Rigby’s Encyclopaedia of the Herring

aka The Herripedia

BUCKLING

On the hot-smoked herring delicacy that is buckling and its spiritual home in the small fishing town of Gudhjem on the Danish island of Bornholm

BUCKLING

Hot smoked herring, buckling has become more available in Britain with the development of specialist, delicatessen fish smokers. It seems to have originated in the Baltic, where they’ll hot smoke just about any fish they can catch.

Hot Smoking

This is a method of cooking the fish in the smoke of a hot wood fire. Hardwoods are preferred – from oak and beech to alder. The additional use of aromatic branches, such as juniper, is common. Improvised hot smoking kilns are common throughout the Baltic. Different temperatures are achieved for different parts of the process, but reach between 212ºF (100ºC) and 248ºF (120ºC) in the cooking period.

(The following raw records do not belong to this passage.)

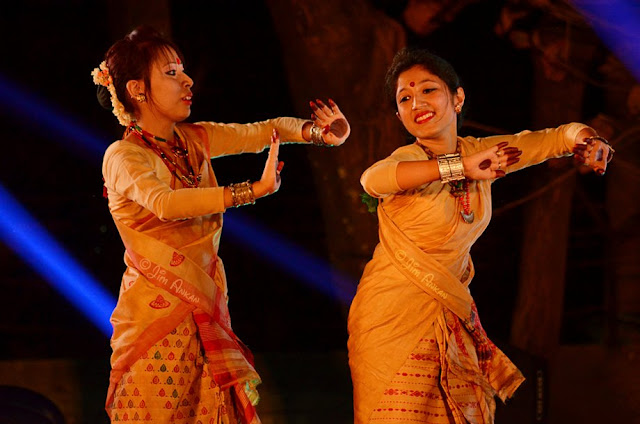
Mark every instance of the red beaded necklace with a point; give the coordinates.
(459, 189)
(184, 174)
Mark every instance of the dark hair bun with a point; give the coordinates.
(104, 97)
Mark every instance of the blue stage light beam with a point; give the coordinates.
(30, 241)
(617, 24)
(47, 117)
(289, 257)
(14, 219)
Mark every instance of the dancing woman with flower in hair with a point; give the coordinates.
(417, 351)
(175, 356)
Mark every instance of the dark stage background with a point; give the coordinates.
(234, 54)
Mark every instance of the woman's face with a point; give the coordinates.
(170, 88)
(426, 107)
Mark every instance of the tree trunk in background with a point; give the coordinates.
(125, 15)
(341, 50)
(538, 312)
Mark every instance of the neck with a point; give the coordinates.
(158, 129)
(440, 146)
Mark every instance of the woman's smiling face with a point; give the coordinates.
(171, 88)
(425, 104)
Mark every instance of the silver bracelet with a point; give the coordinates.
(450, 167)
(316, 136)
(242, 194)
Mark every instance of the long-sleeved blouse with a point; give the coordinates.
(389, 313)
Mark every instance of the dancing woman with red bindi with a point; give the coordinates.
(417, 350)
(175, 356)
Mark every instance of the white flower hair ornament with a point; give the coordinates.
(102, 77)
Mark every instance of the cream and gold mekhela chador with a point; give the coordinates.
(417, 351)
(175, 358)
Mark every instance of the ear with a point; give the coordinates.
(135, 87)
(458, 97)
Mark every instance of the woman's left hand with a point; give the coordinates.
(593, 151)
(335, 127)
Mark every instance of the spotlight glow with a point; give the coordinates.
(617, 23)
(30, 241)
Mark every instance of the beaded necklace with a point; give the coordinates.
(459, 188)
(186, 175)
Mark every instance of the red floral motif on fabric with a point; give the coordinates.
(177, 259)
(160, 303)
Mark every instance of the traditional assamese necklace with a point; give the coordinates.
(459, 188)
(179, 150)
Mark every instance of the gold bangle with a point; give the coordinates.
(450, 167)
(242, 194)
(316, 136)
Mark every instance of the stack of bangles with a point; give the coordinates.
(450, 167)
(316, 137)
(242, 194)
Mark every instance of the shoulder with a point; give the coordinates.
(199, 129)
(124, 153)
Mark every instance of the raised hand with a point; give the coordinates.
(594, 152)
(335, 127)
(491, 163)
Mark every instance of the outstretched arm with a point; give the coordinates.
(405, 169)
(565, 140)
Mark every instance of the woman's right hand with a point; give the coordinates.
(270, 181)
(490, 163)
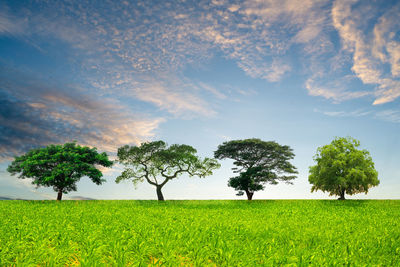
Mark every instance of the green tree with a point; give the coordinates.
(258, 163)
(60, 166)
(342, 169)
(157, 163)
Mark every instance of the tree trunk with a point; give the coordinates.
(159, 193)
(59, 195)
(249, 195)
(341, 195)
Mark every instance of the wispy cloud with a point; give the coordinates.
(54, 114)
(369, 56)
(354, 113)
(389, 115)
(120, 45)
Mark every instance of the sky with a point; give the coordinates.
(111, 73)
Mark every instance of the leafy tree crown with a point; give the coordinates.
(343, 167)
(60, 166)
(157, 163)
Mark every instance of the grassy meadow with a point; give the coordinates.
(200, 233)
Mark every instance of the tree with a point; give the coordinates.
(258, 163)
(342, 169)
(60, 166)
(154, 160)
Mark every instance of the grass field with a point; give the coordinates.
(200, 233)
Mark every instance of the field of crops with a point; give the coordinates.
(200, 233)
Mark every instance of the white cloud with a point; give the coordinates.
(369, 56)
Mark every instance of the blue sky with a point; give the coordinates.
(199, 73)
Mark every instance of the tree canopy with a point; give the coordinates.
(60, 166)
(158, 163)
(258, 163)
(342, 169)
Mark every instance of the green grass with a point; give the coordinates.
(200, 233)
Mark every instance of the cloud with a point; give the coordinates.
(33, 113)
(389, 115)
(370, 54)
(354, 114)
(336, 89)
(140, 49)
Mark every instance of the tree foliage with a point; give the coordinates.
(157, 163)
(342, 169)
(60, 166)
(258, 163)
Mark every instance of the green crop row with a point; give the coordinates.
(200, 233)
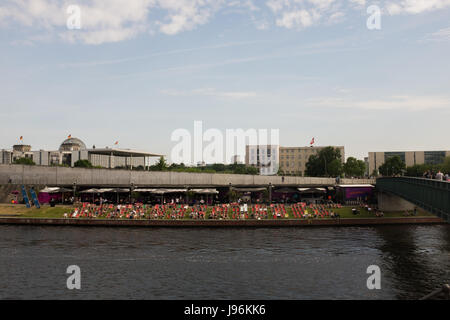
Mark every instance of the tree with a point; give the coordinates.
(327, 163)
(83, 164)
(161, 165)
(392, 167)
(25, 161)
(354, 167)
(446, 165)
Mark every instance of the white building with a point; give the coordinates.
(73, 149)
(263, 157)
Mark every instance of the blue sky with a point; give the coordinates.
(138, 70)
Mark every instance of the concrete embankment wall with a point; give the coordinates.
(221, 223)
(391, 203)
(62, 176)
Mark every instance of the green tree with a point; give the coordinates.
(354, 167)
(392, 167)
(327, 163)
(446, 165)
(83, 164)
(161, 165)
(417, 170)
(25, 161)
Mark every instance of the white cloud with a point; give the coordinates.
(212, 93)
(400, 102)
(117, 20)
(415, 6)
(441, 35)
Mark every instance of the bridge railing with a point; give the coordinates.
(431, 195)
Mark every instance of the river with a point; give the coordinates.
(207, 263)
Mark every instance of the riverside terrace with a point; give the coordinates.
(106, 178)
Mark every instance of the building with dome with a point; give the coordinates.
(73, 149)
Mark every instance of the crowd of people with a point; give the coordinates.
(235, 211)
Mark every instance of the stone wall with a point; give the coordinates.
(63, 176)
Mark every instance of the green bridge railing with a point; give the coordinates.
(431, 195)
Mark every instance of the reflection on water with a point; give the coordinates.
(284, 263)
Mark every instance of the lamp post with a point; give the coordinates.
(74, 187)
(270, 192)
(131, 190)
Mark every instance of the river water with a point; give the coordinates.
(207, 263)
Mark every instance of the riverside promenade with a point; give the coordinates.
(253, 223)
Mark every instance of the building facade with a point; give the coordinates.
(293, 159)
(410, 158)
(263, 157)
(73, 149)
(290, 160)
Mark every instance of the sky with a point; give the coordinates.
(137, 70)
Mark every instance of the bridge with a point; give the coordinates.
(431, 195)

In the 1960s the Polish archaeologist Professor Z. Rajewski discovered thirty four pear-shaped holes and sixteen hearths, together with the bones of pike, bass, roach, bream and catfish, in Biskupin, to the south of Gdansk. They indicate a hot smoked fish production that thrived between the C8th and C10th.

It is impossible to date the earliest experiments with bücklinge, but it may have been one of the forms of ‘dried’ herring in use before the German Hanse levered a takeover of the Vikings’ trading empire through control of the salt they brought to the Skåne herring boom. Strohbücklinge, hard-smoked and packed with straw, would keep for two to three weeks. It is possible that there were even harder-smoked varieties that lasted longer.

Bornholm

The undisputed heartland of buckling is the Danish island of Bornholm. Production here is in brick kilns, roughly 10 ft square, narrowing towards the top like a decapitated pyramid. Fires, preferably made of alder, are raked backwards and forwards across the floor, or moved about on trolleys, to give an even distribution of heat.

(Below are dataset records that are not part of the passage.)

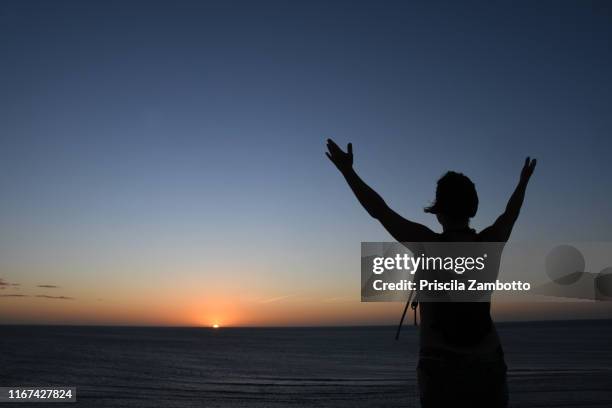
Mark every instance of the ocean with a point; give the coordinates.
(551, 364)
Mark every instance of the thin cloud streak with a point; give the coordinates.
(55, 297)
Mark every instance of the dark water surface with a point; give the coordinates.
(551, 364)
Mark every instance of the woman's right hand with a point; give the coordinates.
(343, 161)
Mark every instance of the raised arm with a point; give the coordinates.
(400, 228)
(502, 227)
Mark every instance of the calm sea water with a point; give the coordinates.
(551, 364)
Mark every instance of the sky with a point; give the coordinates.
(161, 163)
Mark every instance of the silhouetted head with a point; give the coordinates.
(456, 200)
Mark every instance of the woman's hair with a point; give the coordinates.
(456, 196)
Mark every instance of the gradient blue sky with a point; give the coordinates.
(166, 150)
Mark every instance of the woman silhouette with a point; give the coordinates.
(461, 362)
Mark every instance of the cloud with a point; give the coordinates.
(55, 297)
(275, 299)
(4, 284)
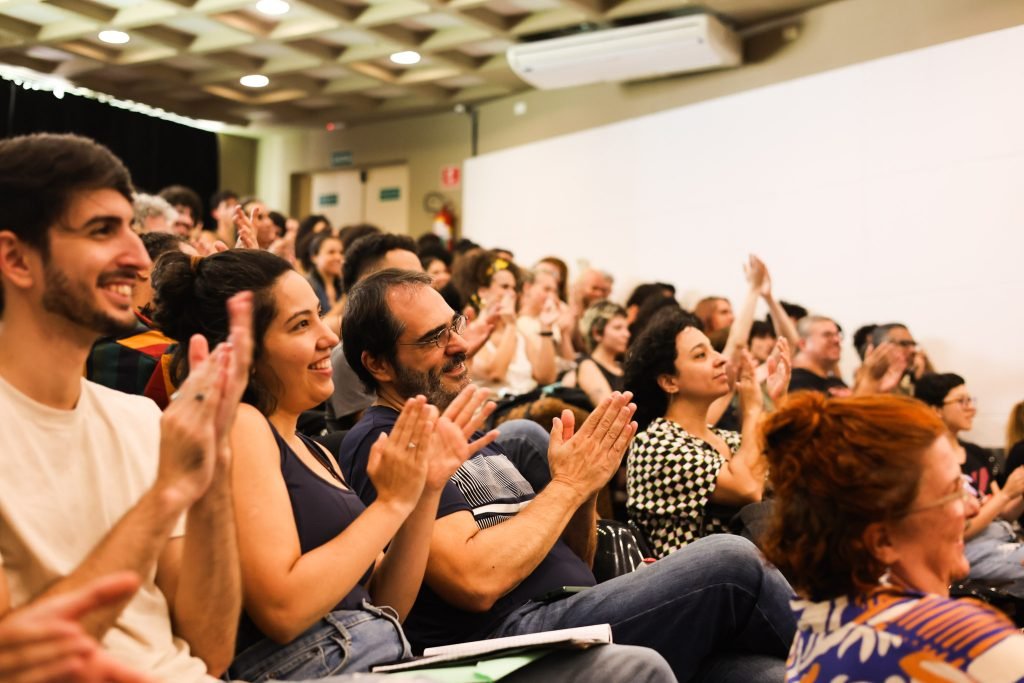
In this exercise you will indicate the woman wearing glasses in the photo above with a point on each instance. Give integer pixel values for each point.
(991, 544)
(312, 555)
(868, 527)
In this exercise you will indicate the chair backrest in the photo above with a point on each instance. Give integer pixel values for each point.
(621, 549)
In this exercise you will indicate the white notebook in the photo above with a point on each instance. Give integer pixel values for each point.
(580, 637)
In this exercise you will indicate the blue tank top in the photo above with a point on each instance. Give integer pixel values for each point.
(322, 511)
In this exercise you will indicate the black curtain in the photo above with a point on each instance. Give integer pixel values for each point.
(158, 153)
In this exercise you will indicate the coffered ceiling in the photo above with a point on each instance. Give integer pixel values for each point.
(327, 60)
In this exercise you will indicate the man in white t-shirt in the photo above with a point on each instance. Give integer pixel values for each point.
(96, 481)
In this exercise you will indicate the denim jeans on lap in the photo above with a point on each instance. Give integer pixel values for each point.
(714, 609)
(344, 641)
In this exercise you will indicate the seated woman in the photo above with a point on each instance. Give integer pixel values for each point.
(606, 333)
(867, 524)
(991, 543)
(511, 363)
(679, 466)
(311, 554)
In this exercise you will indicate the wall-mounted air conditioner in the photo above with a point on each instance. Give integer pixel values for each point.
(697, 42)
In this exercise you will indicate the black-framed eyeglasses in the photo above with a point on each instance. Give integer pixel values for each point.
(443, 336)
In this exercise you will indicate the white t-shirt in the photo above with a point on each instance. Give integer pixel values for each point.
(69, 476)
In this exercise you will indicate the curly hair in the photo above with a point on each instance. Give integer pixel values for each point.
(838, 465)
(653, 354)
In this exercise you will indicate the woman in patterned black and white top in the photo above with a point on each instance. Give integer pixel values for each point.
(679, 466)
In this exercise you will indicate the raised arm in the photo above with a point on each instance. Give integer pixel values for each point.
(472, 567)
(286, 590)
(741, 479)
(187, 463)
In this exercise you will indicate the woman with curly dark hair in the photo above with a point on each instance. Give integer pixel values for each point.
(680, 466)
(868, 526)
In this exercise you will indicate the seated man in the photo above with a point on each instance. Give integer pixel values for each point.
(94, 480)
(498, 548)
(138, 363)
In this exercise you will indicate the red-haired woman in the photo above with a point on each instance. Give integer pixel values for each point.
(868, 527)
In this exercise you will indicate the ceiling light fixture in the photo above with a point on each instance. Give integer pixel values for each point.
(272, 7)
(114, 37)
(408, 57)
(254, 81)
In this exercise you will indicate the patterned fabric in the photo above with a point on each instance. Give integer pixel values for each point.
(670, 478)
(136, 364)
(901, 636)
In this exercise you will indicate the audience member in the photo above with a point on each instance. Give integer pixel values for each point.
(222, 211)
(541, 312)
(604, 329)
(265, 232)
(560, 270)
(43, 641)
(153, 214)
(991, 544)
(686, 479)
(350, 233)
(715, 313)
(325, 275)
(643, 292)
(312, 555)
(188, 207)
(498, 548)
(95, 480)
(309, 227)
(868, 523)
(138, 361)
(1015, 437)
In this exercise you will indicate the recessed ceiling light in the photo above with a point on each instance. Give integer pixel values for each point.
(272, 7)
(114, 37)
(254, 81)
(407, 57)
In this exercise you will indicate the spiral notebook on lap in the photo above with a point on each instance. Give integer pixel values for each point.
(580, 637)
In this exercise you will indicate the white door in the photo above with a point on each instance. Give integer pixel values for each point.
(386, 198)
(338, 195)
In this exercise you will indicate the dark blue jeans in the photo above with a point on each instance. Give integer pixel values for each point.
(714, 609)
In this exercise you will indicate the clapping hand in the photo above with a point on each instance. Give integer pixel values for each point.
(779, 371)
(43, 642)
(247, 233)
(588, 459)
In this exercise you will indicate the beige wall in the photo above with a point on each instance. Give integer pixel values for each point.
(829, 37)
(238, 163)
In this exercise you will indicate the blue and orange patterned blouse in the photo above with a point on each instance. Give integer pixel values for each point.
(895, 635)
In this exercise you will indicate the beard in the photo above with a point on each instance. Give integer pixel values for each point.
(72, 303)
(431, 383)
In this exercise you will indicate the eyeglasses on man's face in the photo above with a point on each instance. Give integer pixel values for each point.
(441, 338)
(965, 401)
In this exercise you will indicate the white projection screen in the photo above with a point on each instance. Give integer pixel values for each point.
(888, 190)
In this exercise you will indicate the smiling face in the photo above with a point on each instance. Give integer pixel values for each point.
(615, 336)
(93, 264)
(296, 356)
(699, 370)
(329, 258)
(437, 373)
(439, 275)
(926, 546)
(958, 410)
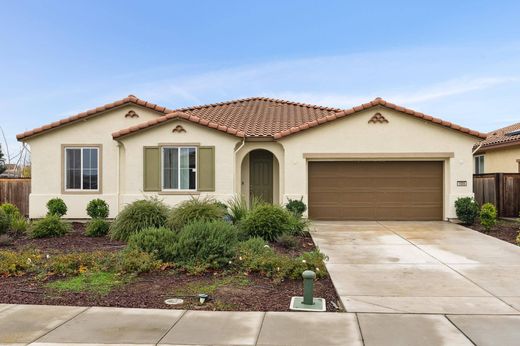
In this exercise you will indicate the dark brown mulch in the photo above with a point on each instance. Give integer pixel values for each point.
(304, 244)
(505, 230)
(74, 241)
(150, 290)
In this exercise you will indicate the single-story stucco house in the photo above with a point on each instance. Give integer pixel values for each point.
(499, 152)
(376, 161)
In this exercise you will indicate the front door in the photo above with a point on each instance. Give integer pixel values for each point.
(261, 175)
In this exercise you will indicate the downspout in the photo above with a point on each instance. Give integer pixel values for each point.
(474, 151)
(118, 173)
(238, 168)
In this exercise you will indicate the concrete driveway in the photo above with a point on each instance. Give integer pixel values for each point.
(420, 267)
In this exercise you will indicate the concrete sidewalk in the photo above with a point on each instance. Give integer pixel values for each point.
(62, 325)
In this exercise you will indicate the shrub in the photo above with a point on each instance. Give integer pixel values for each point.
(97, 208)
(5, 240)
(4, 221)
(137, 216)
(268, 222)
(295, 206)
(19, 225)
(159, 242)
(254, 255)
(467, 210)
(50, 226)
(488, 216)
(211, 243)
(56, 206)
(192, 210)
(134, 261)
(288, 241)
(97, 227)
(10, 210)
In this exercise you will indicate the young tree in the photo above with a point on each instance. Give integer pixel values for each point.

The herrings are usually gutted, then salted for half an hour before being dried, toughening the head and skin so that they do not fall off their sticks in the cooking. Sometimes they are smoked unsalted, but sprinkled with salt when packed. They are cooked in a thick smoke for between 1 ½ and 2 hours, the heat raised gradually from around 60º C to roughly 100º C.

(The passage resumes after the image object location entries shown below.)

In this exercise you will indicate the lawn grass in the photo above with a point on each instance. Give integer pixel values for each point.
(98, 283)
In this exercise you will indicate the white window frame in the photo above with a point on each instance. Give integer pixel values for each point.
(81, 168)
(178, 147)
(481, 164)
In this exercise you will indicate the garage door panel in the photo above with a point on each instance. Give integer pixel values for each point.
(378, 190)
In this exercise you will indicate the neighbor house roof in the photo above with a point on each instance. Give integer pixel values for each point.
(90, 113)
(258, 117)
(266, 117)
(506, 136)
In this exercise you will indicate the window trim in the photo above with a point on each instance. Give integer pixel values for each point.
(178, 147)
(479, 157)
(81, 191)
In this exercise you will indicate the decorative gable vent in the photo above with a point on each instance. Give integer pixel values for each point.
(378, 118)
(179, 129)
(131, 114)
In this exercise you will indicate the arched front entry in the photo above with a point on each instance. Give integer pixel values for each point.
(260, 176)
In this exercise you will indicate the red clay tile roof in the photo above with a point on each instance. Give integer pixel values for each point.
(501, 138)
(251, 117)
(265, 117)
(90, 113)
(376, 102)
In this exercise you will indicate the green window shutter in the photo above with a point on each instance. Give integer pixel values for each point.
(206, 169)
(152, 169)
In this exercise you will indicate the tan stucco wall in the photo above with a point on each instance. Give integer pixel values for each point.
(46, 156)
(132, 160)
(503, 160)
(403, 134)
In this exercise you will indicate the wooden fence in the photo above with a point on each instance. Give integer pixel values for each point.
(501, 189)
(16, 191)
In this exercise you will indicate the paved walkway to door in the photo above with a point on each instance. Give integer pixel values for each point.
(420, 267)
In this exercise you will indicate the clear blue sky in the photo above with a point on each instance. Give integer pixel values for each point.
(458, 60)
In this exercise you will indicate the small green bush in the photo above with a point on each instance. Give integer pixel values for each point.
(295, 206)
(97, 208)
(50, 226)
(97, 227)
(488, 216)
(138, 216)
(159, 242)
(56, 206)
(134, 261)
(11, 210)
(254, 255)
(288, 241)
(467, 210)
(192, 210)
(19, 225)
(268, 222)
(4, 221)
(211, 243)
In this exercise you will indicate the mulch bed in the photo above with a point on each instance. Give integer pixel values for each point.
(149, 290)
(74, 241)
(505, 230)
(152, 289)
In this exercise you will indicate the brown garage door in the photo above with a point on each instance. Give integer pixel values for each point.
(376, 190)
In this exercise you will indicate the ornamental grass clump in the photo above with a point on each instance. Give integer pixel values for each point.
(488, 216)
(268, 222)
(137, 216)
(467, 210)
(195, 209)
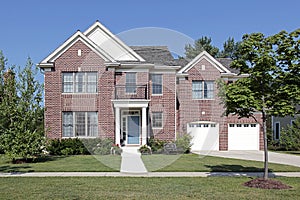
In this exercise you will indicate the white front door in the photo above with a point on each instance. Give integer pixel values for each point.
(131, 127)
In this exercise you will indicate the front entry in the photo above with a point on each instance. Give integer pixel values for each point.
(133, 130)
(131, 127)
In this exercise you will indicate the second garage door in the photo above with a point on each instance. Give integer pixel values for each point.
(205, 135)
(243, 137)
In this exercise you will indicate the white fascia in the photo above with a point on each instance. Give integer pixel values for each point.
(97, 24)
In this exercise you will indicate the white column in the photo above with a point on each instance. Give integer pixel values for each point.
(144, 126)
(117, 128)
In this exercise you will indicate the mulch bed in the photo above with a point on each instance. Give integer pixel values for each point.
(266, 184)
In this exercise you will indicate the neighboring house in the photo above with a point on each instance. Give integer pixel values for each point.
(97, 86)
(278, 123)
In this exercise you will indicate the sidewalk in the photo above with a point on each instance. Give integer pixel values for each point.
(149, 174)
(131, 161)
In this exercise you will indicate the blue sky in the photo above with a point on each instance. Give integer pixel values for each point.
(35, 28)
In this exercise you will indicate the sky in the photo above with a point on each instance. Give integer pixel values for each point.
(35, 28)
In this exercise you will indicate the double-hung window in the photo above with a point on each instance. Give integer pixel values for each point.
(156, 84)
(80, 82)
(157, 120)
(202, 89)
(80, 124)
(131, 82)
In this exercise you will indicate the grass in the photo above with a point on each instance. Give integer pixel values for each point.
(86, 163)
(196, 163)
(140, 188)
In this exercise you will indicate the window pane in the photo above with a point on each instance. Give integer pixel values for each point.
(130, 82)
(92, 82)
(80, 123)
(79, 82)
(67, 124)
(156, 83)
(92, 124)
(197, 90)
(208, 90)
(157, 120)
(68, 82)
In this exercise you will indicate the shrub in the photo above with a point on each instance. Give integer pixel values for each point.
(156, 145)
(183, 142)
(103, 147)
(145, 149)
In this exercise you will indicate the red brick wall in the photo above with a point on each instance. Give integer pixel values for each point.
(166, 104)
(203, 110)
(56, 102)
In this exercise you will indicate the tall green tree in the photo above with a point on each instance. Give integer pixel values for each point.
(272, 87)
(21, 124)
(204, 43)
(230, 49)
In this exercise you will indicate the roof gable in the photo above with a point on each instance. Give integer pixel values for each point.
(69, 42)
(109, 43)
(209, 58)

The great buckling dish is Sol over Gudhjem (Sun over Gudhjem), in which it is served whole or filleted with a raw egg yolk and range of trimmings, from chives to radishes. If you go to Bornholm, you can visit the small fishing town of Gudhjem and eat Sol over Gudhjem in the sunshine while looking out across the sea. You can also visit the Oluf Høst Museet there and see Høst’s paintings of herring smoking kilns.